Police accused of widening use of live facial scanning 'with no clear legal grounds'

Home Secretary James Cleverly has been urged to tighten regulations on facial recognition technology. Credit: PA Archive/PA Images

Police are expanding their use of live facial recognition surveillance without clear legal grounds, peers have warned.

The Lords’ Justice and Home Affairs Committee has called into question the lawfulness of the deployment of the technology by forces across England and Wales.

In a letter to Home Secretary James Cleverly, published on Saturday, the committee has called for tightened regulation and independent scrutiny of how the equipment is used.

Live facial recognition (LFR) cameras are used by police in some areas to analyse the faces of passersby and search for specific people.

The committee said it acknowledged the technology may be a valuable tool in catching criminals but that it was “deeply concerned that its use is being expanded without proper scrutiny and accountability”.

There are “no rigorous standards or systems of regulation” in place for the deployment of LFR and “no consistency” in approaches to training officers in its use, peers said.

Peers warn there are 'no rigorous standards or systems of regulation' in place for live facial recognition surveillance. Credit: PA

Committee chairwoman Baroness Hamwee said: “Does the use of LFR have a basis in law? Is it actually legal? It is essential that the public trusts LFR and how it is used.

“It is fundamental that the legal basis is clear. Current regulation is not sufficient. Oversight is inadequate.

“Technology is developing so fast that regulation must be future-proofed. Police forces may soon be able to link LFR cameras to trawl large populations, such as Greater London, and not just specific localities.

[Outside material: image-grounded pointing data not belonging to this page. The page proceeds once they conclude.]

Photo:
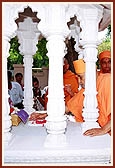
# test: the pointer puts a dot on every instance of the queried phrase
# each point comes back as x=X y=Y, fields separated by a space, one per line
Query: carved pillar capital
x=28 y=38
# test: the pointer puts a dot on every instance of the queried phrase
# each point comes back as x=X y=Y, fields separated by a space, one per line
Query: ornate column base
x=89 y=125
x=7 y=139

“We are an outlier as a democratic state in the speed at which we are applying this technology. We question why there is such disparity between the approach in England and Wales and other democratic states in the regulation of LFR.”

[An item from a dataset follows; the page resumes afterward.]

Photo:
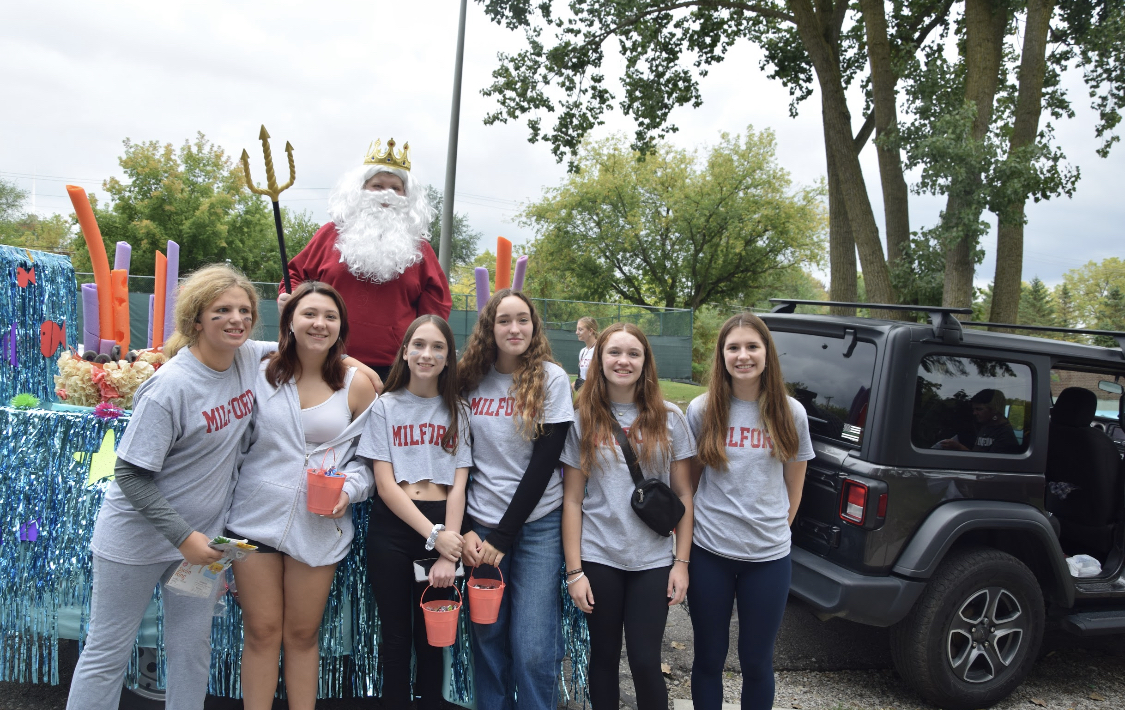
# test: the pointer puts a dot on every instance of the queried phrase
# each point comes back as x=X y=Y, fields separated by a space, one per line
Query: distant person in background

Privacy campaigners and politicians have previously called for police to stop using facial scanning technology, citing concerns over human rights and potential for discrimination.

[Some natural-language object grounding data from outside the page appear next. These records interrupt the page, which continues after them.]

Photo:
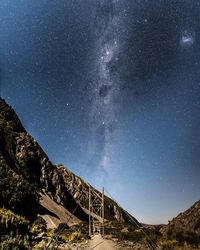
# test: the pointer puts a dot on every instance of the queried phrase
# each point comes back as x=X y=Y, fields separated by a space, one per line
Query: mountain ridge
x=24 y=158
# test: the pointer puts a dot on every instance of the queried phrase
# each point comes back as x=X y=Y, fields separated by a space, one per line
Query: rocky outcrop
x=188 y=220
x=28 y=177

The government argues more surveillance frees up time for officers so they can focus on more complex investigations. Credit: PA

Civil liberties group Big Brother Watch has branded the tool “Orwellian” and suggested that any widening of its use would lack a clear democratic mandate.

However, the Government announced last year that it was considering expanding its use of the surveillance across forces and security agencies.

The Home Office argues that the technology frees up officers to spend more time out on the beat and working on complex investigations.

A government spokesperson said: “Facial recognition, including live facial recognition, is a powerful tool that has a sound legal basis, confirmed by the courts. It has already helped the police to catch a large number of serious criminals, including for murder and sexual offences.

“The police can only use facial recognition for a policing purpose, where necessary, proportionate and fair, in line with data protection and human rights laws.”

The National Police Chiefs’ Council said it welcomed the committee’s scrutiny and would consider its recommendations, but that LFR is always used “proportionately and transparently”.

Individual chief constables are also held to account by their police and crime commissioners and mayors who examine operational decisions on LFR, the council added.

NPCC lead for facial recognition and the Metropolitan Police’s director of intelligence Lindsey Chiswick said: “The High Court and the Court of Appeal have previously recognised the existing legal basis for the police to use (LFR) technology – namely under common law in the UK.

“LFR is a tool which helps police to identify wanted individuals and it is always used proportionately and transparently, with communities told when it will be deployed.”